Hot angry tears stung in her eyes but she blinked them back and refused to let him fall. First the situation with Cullen, and now this… she just wanted it to stop. She wanted it to go back to the way things were.
Maker, she was sick of feeling like this.
. . . . .
Wynne was leaving. And somehow Nira knew that one way or another, the Senior Enchanter was never coming back.
Most of the templars had moved into the halls of the Circle proper, double checking for any hidden threats and collecting dead. Flames, the dead. They could do a dozen funerals a day and still it would take weeks to properly send them all off to the Makers side. There was no time for that—the bodies were already beginning to stink. Likely they would all be burned together in one great pyre, their ashes mixed together until you couldn't tell which charred bones belonged to which mage.

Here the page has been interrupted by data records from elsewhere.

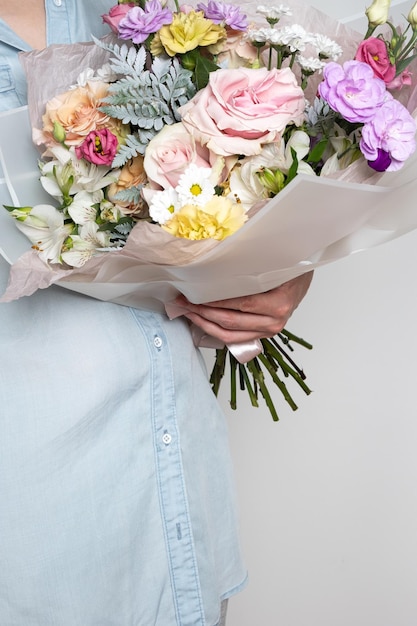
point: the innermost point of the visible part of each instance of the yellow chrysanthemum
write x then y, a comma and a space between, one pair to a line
218, 219
186, 32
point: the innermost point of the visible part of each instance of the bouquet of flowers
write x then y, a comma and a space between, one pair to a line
185, 125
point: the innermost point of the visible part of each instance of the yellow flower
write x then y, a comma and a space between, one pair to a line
187, 32
218, 219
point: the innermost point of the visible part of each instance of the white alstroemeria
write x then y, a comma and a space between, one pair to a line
344, 152
85, 245
45, 228
326, 48
82, 209
109, 212
194, 185
91, 177
245, 185
311, 64
274, 13
86, 176
163, 205
295, 37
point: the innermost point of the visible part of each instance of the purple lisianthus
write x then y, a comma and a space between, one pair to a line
352, 90
139, 23
222, 13
382, 161
392, 130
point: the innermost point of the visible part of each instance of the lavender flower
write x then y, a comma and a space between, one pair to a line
352, 90
221, 13
392, 131
139, 23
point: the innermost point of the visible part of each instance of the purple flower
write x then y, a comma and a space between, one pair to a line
139, 23
392, 130
221, 13
352, 90
382, 161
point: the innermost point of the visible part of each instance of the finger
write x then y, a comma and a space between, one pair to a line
225, 335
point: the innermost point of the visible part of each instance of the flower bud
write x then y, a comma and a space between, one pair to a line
272, 180
377, 13
412, 17
58, 132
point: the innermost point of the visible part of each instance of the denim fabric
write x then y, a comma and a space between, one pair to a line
117, 499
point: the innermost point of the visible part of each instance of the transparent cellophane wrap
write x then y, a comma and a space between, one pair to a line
313, 221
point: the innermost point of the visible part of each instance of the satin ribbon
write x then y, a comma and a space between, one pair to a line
243, 352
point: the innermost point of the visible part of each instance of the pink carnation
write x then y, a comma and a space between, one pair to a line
116, 13
99, 147
373, 51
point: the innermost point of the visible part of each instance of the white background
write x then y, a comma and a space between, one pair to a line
328, 495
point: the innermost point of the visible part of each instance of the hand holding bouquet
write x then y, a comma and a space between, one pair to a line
198, 119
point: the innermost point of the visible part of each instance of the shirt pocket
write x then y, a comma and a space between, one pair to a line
9, 98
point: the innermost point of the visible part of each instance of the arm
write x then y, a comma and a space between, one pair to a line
250, 317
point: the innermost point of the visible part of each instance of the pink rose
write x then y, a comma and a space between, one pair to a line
242, 109
169, 153
99, 147
373, 51
116, 13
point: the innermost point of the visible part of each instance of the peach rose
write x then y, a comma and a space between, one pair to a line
77, 111
242, 109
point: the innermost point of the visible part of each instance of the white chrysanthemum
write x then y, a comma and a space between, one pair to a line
310, 64
274, 13
194, 186
163, 205
295, 37
326, 47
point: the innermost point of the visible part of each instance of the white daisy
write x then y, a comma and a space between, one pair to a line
194, 186
163, 205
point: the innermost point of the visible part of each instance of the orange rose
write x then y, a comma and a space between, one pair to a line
78, 112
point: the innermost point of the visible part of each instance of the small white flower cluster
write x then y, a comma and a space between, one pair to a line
292, 41
274, 13
194, 187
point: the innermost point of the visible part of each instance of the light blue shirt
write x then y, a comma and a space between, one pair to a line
116, 493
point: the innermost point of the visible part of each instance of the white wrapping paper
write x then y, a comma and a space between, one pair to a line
311, 222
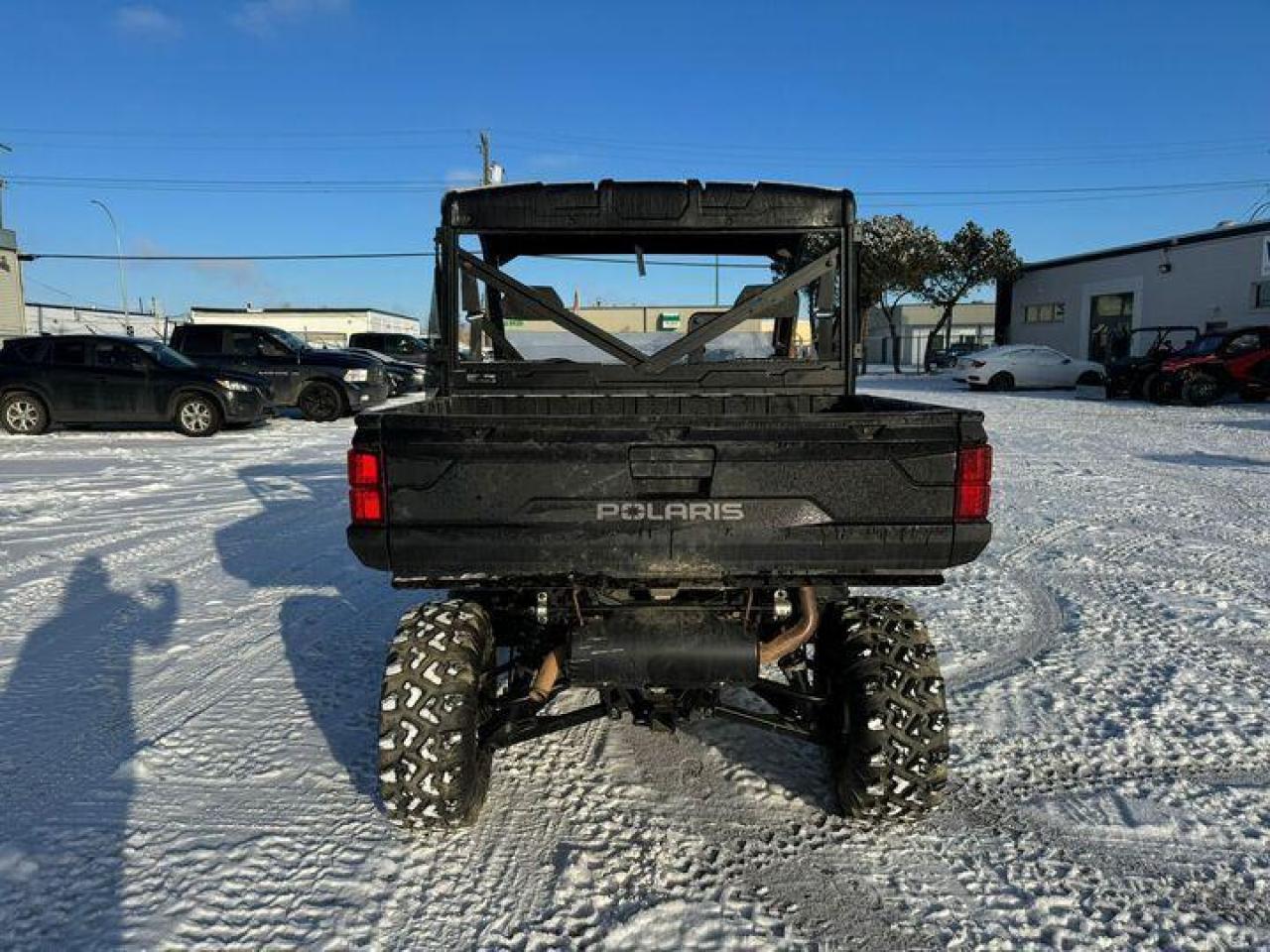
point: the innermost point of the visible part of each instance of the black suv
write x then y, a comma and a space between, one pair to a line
325, 385
398, 347
89, 379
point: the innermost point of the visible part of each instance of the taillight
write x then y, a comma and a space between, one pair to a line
365, 486
973, 484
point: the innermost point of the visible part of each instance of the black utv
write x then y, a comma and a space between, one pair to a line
671, 518
1137, 358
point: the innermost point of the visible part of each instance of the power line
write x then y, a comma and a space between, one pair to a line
361, 255
405, 185
344, 255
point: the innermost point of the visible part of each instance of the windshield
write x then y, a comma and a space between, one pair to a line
643, 303
1206, 344
291, 340
166, 356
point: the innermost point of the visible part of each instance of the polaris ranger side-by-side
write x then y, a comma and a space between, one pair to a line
666, 515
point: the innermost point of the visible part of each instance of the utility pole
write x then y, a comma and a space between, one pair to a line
485, 177
118, 254
490, 172
3, 149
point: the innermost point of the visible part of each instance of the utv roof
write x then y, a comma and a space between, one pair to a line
683, 217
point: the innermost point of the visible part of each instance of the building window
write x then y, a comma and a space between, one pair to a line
1043, 313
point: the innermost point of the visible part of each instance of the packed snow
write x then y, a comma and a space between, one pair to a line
189, 684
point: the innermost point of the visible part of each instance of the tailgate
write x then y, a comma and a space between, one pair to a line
829, 495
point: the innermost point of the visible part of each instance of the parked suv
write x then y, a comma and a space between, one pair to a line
403, 348
324, 385
1227, 362
400, 347
89, 379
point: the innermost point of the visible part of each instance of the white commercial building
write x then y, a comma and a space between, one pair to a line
1084, 303
10, 285
317, 325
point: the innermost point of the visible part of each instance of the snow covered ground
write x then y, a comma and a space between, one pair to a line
190, 667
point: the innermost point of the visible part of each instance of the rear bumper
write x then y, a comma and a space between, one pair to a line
452, 556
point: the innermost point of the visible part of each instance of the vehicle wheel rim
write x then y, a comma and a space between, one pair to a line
321, 403
23, 416
195, 416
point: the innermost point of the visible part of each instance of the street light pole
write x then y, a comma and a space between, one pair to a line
3, 149
118, 254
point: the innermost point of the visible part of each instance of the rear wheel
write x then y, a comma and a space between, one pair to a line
197, 416
1202, 390
23, 414
434, 769
887, 720
320, 403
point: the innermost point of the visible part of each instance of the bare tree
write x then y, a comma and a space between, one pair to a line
897, 257
969, 259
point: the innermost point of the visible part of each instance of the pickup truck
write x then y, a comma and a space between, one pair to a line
653, 516
324, 385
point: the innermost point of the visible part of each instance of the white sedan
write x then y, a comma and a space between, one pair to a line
1026, 366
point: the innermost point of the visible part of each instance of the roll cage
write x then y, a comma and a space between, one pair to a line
807, 231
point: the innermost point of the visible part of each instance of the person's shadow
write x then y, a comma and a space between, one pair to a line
67, 763
335, 640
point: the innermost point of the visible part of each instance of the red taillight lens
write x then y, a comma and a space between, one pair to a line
973, 484
366, 506
366, 486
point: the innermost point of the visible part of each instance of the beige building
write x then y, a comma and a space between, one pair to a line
973, 321
72, 318
317, 325
12, 322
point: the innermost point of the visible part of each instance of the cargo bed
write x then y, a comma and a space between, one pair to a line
642, 489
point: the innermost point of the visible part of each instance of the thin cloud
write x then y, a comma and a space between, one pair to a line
241, 276
266, 17
146, 22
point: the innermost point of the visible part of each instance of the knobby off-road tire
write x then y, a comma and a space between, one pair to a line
434, 771
1202, 390
888, 724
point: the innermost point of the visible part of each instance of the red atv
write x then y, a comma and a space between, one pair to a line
1219, 363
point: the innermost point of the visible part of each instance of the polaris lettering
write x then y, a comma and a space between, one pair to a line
670, 512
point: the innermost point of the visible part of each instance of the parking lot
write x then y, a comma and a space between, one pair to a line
190, 664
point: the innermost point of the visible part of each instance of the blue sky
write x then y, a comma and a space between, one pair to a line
896, 96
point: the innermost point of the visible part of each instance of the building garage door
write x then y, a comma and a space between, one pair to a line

And more than any mourning she felt at the deaths of her fellow mages or the templars that'd fallen along with them… more than any sadness, Nira was glad. Glad she was not one of them. Overjoyed that her heart still beat and her lungs still drew breath. And then mired in with all that joy was insurmountable shame that built behind it.
How could she be so happy, so relieved? Many of these people she'd known for almost her entire life. She should be more upset about it than this. That she wasn't meant surely she was despicable.
She resolved that she should make her survival mean something. She would rebuild this Circle. Maybe it would never be the same again… but maybe this was a chance to make it better than ever before. Irving was right—the survivors would learn from this tragedy and safeguard against any chance of repetition in the future. And she would be an active participant in creating that future.
But between the rubble and the corpses there was nothing she could do about that today. Nira wanted nothing more than to find a dark, quiet little corner to disappear into for a few hours, but every place it occurred to her to go felt… dirty. Like the filth of the blood mages and demons had violated every stone of the structure. Even if they scrubbed this place a thousand times over… she might always feel it.
The only place of comfort that felt unstained in her heart wasn't a place, but a person—Cullen.
She doubted he even wanted to see her. But maybe she should try anyway.
Cullen hadn't been one of the templars sent to sweep the tower. Gregoir had sent him straight to the barracks to get some much needed rest. She'd intended to give him his space, but at the same time she couldn't help but think it must be terribly lonely, to endure what he had and survive by himself. It might be good for both of them to not be alone right now.
Besides, there was no point in delaying the inevitable. The situation was less than ideal and the timing was atrocious… but wasn't that also the circumstance that had brought their not-quite-relationship together in the first place?
The templar barracks were normally a place off-limits for mages, but currently it seemed a rule no one could be bothered to uphold. The interior of the room was dark, lit only with a single candle, but her elven-eyes could clearly discern Cullen sitting alone in the empty room on the trunk at the end of his bunk.
He'd removed his outer layers of armor and changed into plainclothes. Aside from their hasty trysts in cramped closets, Nira had never seen him out of his uniform before. Maybe it was just the weight lost from recent events, but without his armor he looked so much smaller than before.
His dead-eyed stare ahead at the vacant wall before him startled along with the rest of him at the creaking hinges as Nira pushed the door open further. When he recognized her he shot straight to his feet, and any notion she had about him being somehow small vanished. There was a tension in his posture that made her pause in her advance towards him, suddenly uncertain of what to say.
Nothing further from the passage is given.